The question before the court is whether a passenger in an uninsured automobile, struck by an insured vehicle, may recover medical expenses from the Unsatisfied Claim and Judgment Fund (UCJ) without first obtaining and exhausting efforts to collect the expenses from the insured driver or owner. The only reported decision of this issue, Pearman v. Unsatisfied Claim and Judgment Fund Bd., 185 N.J.Super. 397 (Law Div.1982), required exhaustion. This opinion reaches the opposite conclusion.
Frederick Wilson, age 5, was a passenger in his uncle’s uninsured automobile when it was struck in the rear by an insured school bus owned by the Moorestown Township Board of Education. Frederick was injured. He incurred medical expenses which would have been payable under the personal injury protection (PIP or PIPC) provisions of his uncle’s policy of insurance, had his uncle been insured. Since he was not, *596they are payable by the UCJ, absent some disqualification or exclusion.
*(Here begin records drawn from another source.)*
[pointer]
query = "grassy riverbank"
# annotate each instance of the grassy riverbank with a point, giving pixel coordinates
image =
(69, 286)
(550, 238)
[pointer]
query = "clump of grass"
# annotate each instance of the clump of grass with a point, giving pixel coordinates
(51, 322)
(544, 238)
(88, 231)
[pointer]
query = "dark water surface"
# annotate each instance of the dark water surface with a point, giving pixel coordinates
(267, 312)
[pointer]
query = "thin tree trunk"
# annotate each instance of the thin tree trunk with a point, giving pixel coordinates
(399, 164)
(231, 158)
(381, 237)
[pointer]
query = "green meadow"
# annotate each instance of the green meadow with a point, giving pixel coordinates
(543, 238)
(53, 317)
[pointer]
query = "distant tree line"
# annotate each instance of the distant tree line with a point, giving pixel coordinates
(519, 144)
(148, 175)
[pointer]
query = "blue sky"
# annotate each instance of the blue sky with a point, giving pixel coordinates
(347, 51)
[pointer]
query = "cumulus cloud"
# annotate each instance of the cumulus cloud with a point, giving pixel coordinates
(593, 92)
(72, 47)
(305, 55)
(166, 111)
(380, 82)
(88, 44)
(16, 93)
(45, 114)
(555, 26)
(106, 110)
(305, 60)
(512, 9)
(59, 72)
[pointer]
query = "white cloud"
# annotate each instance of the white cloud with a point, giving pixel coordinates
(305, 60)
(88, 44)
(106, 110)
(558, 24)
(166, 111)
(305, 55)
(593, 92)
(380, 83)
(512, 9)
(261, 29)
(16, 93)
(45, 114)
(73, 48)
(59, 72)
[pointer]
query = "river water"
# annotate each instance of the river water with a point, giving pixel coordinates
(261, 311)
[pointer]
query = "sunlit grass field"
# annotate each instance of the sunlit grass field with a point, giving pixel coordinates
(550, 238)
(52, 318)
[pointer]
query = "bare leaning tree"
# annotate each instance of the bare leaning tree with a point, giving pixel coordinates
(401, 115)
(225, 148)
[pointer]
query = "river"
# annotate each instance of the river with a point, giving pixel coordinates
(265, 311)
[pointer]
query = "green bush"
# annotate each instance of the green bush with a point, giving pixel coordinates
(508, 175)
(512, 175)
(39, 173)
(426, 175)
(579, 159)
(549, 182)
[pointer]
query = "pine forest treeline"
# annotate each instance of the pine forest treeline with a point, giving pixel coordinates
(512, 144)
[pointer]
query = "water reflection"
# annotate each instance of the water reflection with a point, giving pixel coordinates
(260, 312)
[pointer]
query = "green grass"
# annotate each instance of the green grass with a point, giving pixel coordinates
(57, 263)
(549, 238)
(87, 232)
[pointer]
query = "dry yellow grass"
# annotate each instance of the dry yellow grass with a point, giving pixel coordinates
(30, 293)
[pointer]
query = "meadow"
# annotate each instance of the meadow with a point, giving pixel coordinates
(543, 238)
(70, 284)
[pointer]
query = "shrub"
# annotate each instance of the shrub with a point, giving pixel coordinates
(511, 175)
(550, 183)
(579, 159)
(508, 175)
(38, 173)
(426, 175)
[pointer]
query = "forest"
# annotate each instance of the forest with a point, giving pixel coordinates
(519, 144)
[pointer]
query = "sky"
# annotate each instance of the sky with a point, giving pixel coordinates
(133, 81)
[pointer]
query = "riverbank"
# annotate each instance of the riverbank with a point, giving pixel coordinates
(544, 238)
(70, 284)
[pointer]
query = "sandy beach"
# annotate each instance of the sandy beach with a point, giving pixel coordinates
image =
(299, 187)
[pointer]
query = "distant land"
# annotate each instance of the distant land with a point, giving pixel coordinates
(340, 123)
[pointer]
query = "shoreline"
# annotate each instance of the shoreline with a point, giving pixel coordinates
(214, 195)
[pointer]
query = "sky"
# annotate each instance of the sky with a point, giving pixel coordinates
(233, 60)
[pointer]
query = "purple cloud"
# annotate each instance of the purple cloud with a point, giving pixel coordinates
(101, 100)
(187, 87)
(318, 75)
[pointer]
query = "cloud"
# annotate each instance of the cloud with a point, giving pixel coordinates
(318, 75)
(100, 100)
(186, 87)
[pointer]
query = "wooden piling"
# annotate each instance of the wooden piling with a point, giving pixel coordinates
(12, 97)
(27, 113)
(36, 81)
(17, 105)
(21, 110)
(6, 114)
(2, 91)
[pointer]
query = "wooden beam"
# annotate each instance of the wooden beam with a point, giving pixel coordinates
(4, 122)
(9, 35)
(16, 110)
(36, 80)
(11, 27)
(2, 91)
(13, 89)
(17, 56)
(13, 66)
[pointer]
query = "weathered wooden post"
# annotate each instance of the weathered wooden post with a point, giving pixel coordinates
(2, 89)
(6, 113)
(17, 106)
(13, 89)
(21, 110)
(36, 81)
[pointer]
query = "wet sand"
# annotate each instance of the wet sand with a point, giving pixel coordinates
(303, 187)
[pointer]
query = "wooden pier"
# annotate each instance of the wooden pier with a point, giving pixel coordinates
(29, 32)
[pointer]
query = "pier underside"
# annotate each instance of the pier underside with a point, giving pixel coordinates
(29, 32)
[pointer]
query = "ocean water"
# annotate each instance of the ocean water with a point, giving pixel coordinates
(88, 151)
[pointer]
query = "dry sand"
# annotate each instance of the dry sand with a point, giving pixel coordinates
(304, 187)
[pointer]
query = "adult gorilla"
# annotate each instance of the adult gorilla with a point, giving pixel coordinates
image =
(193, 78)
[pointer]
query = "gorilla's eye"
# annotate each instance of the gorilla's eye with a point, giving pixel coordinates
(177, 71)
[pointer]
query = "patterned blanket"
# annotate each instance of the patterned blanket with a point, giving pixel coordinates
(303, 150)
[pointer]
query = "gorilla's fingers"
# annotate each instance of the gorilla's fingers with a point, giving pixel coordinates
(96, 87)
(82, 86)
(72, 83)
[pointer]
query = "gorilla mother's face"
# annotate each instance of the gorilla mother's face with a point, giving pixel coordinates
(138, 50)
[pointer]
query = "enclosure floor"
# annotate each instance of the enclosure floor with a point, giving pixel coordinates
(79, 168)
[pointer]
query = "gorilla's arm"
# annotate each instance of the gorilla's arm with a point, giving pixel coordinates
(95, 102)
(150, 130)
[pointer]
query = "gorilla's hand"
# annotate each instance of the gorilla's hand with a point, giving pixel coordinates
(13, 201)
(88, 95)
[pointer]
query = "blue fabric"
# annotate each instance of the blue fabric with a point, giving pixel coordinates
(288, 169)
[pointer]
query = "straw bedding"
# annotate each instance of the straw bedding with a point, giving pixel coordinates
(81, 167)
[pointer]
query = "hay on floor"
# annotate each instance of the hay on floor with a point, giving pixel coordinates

Relying on Pearman, The UCJ moves for summary judgment on the ground that Frederick has no claim against the Fund because he can recover his losses from an insured defendant, the Moorestown Board of Education. Frederick cross moves for summary judgment on the ground that Pearman is wrong. There are no factual disputes and this opinion disposes of the litigation.
A. The Statutes
We are concerned here with the two statutes: The Unsatisfied Claim and Judgment Fund Law, N.J.S.A. 39:6-61, et seq, adopted in 1952, and The New Jersey Automobile Reparation Reform Act, N.J.S.A. 39:6A-1, et seq, known as the “No Fault Law”, effective June 20, 1972. The compulsory insurance, PIP coverage benefits and tort exemption provisions of the No Fault Law became mandatory on January 1, 1973. The Unsatisfied Claim and Judgment Fund statute was amended by L. 1972, c. 198 to match the mandatory insurance provisions of the No Fault Law, making both effective on January 1,1973. That is the date on which N.J.S.A. 39:6-86.1 and N.J.S.A. 39:6A-4, of special interest here, became effective. The provisions of their initial paragraphs reveal their close connection:
*597NJ.S.A.39:6A-4
Personal injury protection coverage regardless of fault. Every automobile liabilty insurance policy insuring against loss resulting from liability imposed by law for bodily injury, death and property damage sustained by any person arising out of ownership, operation, maintenance or use of an automobile shall provide additional coverage, as defined herein below, under provisions approved by the Commissioner of Insurance, for the payment of benefits without regard to negligence, liability or fault of any kind, to the named insured and members of his family residing in his household who sustained bodily injury as a result of an automobile accident, to other persons sustaining bodily injury while occupying the automobile of the named insured or while using such automobile with the permission of the named insured and to pedestrians, sustaining bodily injury caused by the named insured’s automobile or struck by an object propelled by or from such automobile. "Additional coverage" means and includes:
NJ.S.A.39:6-86.1
When any person qualified to receive payments under the provisions of the "Unsatisfied Claim and Judgment Fund Law,” suffers bodily injury or death arising out of the ownership, operation or use of an automobile, as defined in P.L.1972, c. 70, registered or principally garaged in this State for which personal injury protection benefits under the “New Jersey Automobile Reparation Reform Act" would be payable to such person if personal injury protection coverage were in force and the damages resulting from such automobile accident or deaths are not satisfied due to the personal injury protection coverage not being in effect with respect to such automobile accident, then in such event the Unsatisfied Claim and Judgment Fund shall provide, under the following conditions, the following benefits:
There follows, in both sections, a list and description of identical benefits: medical expenses, income continuation, essential services, death benefits and funeral expenses. Both statutes were amended by L.1983, c. 362 to add identical language which provides coverage “while occupying, entering into, alighting from, or using an automobile,” further proving the symbiotic relationship of the two statutes.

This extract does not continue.